Zero-dependency LLM inference engine. Fastest cold start, smallest VRAM footprint. CUDA + ROCm + Metal.
Project description
ZSE — Zero-dependency Server Engine for LLM Inference
The fastest cold start. The smallest memory footprint. On every GPU.
Website · Docs · Hugging Face · Sponsor
What is ZSE?
ZSE is a production LLM inference engine that owns the full stack — no PyTorch, no Triton, no bitsandbytes, no transformers.

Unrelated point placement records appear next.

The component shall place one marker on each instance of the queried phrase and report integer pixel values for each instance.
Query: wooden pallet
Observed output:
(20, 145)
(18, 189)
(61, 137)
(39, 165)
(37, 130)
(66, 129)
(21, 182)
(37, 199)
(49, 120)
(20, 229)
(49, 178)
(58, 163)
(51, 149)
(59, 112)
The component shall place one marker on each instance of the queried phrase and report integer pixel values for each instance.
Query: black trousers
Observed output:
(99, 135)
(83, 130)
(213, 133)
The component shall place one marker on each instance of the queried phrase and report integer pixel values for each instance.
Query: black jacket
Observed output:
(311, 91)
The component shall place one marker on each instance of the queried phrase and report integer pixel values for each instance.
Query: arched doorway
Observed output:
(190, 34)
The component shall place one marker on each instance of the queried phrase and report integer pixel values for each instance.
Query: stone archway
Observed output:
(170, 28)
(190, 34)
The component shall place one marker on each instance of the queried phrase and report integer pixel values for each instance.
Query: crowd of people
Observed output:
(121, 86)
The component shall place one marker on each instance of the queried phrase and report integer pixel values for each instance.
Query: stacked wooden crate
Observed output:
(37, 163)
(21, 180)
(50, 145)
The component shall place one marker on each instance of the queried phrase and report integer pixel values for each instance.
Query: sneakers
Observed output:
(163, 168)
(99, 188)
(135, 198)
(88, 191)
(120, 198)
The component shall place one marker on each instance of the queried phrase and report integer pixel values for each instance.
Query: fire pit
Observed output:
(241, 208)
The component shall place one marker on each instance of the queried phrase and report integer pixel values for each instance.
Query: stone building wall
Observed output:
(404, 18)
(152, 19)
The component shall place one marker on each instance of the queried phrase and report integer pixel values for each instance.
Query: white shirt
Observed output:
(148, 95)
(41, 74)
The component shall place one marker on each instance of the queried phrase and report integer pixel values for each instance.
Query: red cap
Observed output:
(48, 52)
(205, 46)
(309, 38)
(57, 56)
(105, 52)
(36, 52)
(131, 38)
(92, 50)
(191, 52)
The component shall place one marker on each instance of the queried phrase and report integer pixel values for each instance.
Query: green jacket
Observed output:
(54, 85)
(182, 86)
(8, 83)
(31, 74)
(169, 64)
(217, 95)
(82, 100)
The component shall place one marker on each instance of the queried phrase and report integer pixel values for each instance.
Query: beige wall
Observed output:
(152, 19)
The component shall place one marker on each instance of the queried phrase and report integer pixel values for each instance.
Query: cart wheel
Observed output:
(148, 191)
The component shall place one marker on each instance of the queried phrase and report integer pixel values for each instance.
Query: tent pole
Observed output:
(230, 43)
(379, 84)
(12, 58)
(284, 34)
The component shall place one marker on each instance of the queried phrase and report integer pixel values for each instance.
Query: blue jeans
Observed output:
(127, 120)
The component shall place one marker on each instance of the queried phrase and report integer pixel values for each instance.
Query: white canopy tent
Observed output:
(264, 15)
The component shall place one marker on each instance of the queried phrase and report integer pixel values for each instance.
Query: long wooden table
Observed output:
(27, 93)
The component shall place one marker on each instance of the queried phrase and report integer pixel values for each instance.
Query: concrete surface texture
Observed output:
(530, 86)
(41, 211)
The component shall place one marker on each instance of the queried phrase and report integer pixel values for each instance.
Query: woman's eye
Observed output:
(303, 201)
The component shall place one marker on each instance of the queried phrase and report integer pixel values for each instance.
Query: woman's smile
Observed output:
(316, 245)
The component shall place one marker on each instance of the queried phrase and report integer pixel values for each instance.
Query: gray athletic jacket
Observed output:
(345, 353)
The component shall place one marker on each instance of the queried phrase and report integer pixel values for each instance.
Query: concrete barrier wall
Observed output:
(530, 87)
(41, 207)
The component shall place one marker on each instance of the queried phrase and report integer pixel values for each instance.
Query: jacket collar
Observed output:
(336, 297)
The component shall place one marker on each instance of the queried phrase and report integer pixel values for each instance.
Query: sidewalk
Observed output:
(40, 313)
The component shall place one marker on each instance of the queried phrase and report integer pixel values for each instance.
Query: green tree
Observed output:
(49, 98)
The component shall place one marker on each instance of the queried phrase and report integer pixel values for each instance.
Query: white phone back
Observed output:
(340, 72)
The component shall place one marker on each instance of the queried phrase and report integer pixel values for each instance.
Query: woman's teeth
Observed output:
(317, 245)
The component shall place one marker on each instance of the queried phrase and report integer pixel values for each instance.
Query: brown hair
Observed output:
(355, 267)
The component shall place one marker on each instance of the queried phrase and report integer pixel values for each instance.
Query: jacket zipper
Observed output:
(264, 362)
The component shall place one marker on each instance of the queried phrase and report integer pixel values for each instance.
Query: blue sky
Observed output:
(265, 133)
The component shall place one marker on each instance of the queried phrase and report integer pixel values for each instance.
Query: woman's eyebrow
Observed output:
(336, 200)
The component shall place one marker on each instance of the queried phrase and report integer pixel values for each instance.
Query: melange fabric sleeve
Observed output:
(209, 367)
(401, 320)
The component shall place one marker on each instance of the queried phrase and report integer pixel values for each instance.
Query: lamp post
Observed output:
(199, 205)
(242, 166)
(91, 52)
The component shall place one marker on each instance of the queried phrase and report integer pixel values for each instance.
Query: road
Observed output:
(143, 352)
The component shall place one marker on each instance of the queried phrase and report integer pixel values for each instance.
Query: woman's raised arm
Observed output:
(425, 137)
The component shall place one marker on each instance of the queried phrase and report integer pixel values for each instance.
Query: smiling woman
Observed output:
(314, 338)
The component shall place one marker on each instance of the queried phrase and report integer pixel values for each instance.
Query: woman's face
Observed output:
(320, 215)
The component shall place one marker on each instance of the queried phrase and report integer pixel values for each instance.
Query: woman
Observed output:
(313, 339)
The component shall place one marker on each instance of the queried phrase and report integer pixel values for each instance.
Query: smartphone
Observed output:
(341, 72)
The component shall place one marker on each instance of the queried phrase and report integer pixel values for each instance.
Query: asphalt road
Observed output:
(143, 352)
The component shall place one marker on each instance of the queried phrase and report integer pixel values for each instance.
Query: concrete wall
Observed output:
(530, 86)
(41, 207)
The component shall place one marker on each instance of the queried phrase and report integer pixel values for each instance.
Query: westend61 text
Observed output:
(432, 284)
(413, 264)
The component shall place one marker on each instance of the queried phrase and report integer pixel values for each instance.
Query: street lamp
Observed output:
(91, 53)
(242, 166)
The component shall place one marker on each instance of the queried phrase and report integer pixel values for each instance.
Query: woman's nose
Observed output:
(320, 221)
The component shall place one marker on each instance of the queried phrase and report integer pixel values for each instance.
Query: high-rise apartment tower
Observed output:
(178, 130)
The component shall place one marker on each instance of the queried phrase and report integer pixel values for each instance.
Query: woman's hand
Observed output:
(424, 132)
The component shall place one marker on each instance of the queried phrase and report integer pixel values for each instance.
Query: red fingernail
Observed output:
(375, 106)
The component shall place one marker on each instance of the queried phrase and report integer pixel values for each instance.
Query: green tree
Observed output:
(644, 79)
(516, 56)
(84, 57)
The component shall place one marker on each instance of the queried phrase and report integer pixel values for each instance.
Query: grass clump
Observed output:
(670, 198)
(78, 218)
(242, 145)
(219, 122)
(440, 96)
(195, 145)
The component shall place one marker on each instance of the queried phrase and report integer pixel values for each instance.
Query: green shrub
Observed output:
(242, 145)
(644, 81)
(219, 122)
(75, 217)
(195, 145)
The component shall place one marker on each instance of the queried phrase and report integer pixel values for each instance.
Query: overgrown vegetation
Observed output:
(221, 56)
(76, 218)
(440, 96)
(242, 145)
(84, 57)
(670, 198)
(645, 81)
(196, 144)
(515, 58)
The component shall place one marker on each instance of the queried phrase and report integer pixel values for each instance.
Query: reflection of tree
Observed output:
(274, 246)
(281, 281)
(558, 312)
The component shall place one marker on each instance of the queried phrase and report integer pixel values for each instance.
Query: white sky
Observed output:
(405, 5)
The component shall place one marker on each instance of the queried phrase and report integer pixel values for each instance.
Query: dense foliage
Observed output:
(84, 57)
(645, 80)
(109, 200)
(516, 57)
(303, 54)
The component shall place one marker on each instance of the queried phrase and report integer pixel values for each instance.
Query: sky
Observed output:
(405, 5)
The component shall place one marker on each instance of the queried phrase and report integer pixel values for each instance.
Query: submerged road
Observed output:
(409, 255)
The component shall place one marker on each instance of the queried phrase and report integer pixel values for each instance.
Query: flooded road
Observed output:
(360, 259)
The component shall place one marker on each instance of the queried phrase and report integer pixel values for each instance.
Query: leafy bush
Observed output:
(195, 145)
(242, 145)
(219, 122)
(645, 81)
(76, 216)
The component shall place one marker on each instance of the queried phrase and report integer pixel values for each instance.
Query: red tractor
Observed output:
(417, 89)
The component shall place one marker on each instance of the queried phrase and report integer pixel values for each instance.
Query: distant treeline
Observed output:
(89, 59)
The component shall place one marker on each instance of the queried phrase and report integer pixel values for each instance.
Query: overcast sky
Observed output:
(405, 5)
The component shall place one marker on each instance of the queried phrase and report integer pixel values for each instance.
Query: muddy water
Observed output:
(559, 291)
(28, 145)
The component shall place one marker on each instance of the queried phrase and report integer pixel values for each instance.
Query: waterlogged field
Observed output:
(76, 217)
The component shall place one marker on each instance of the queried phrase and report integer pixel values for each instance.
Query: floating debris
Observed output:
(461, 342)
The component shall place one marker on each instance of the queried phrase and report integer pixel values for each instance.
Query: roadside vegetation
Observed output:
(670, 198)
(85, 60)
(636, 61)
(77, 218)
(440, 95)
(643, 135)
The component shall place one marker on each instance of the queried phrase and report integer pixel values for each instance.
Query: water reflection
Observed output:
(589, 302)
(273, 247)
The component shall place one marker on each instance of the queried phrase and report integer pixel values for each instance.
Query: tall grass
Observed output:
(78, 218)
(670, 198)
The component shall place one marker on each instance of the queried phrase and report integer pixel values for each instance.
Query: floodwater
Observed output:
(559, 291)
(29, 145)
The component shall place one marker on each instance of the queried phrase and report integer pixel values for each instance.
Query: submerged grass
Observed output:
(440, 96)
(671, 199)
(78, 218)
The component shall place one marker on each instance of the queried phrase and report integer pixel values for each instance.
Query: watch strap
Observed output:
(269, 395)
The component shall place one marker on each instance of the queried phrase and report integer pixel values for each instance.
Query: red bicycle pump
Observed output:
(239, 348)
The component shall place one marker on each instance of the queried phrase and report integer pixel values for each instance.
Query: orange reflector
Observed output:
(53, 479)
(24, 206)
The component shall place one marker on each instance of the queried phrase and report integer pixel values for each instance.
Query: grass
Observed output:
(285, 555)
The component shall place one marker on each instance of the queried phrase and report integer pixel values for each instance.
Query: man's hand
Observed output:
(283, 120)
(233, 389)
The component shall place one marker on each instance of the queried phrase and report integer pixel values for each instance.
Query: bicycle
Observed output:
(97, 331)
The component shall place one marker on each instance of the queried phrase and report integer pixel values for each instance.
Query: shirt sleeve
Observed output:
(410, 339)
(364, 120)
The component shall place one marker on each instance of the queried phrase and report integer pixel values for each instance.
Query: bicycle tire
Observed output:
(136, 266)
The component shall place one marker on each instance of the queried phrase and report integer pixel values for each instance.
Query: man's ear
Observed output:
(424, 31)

Just pure Python, ctypes, and a kernel compiler that emits CUDA, ROCm (HIP), and Metal directly.
The result: models load in seconds, not minutes, and serve at a fraction of the memory other engines need.
pip install zse-engine # one package, zero transitive ML deps
zse serve qwen-7b.zse # 7-second cold start. 5.8 GB on a T4.
Headline Numbers
Verified on Modal (T4, L4, A10G, A100), DigitalOcean (MI300X), and Apple M1. ZSE INT4 vs vLLM AWQ INT4, Qwen2.5-7B / 14B / 32B.
Cold start — every GPU, every model size
| GPU | Model | ZSE | vLLM | Speedup |
|---|---|---|---|---|
| NVIDIA T4 (16 GB) | Qwen2.5-7B | 7.25s | 218.96s | 30.2× |
| NVIDIA L4 (24 GB) | Qwen2.5-7B | 5.58s | 145.22s | 26.0× |
| NVIDIA A10G (24 GB) | Qwen2.5-7B | 6.01s | 193.05s | 32.1× |
| NVIDIA A100-80GB | Qwen2.5-14B | 6.29s | 127.02s | 20.2× |
| AMD MI300X (192 GB) | Qwen2.5-32B | 3.14s | 42.65s | 13.6× |
VRAM — fits where others can't
| GPU | Model | ZSE | vLLM | Reduction |
|---|---|---|---|---|
| NVIDIA T4 | Qwen2.5-7B | 5.79 GB | ~14 GB | ~2.5× |
| NVIDIA A100-80GB | Qwen2.5-14B | 12.28 GB | 71.45 GB | 5.82× |
| AMD MI300X | Qwen2.5-32B | 22.07 GB | 161.77 GB | 7.33× |
ZSE runs 32B INT4 in 22 GB of VRAM — on a single MI300X with room for 8 more models. vLLM's PyTorch allocator + KV slab grabs the entire GPU regardless of quantization.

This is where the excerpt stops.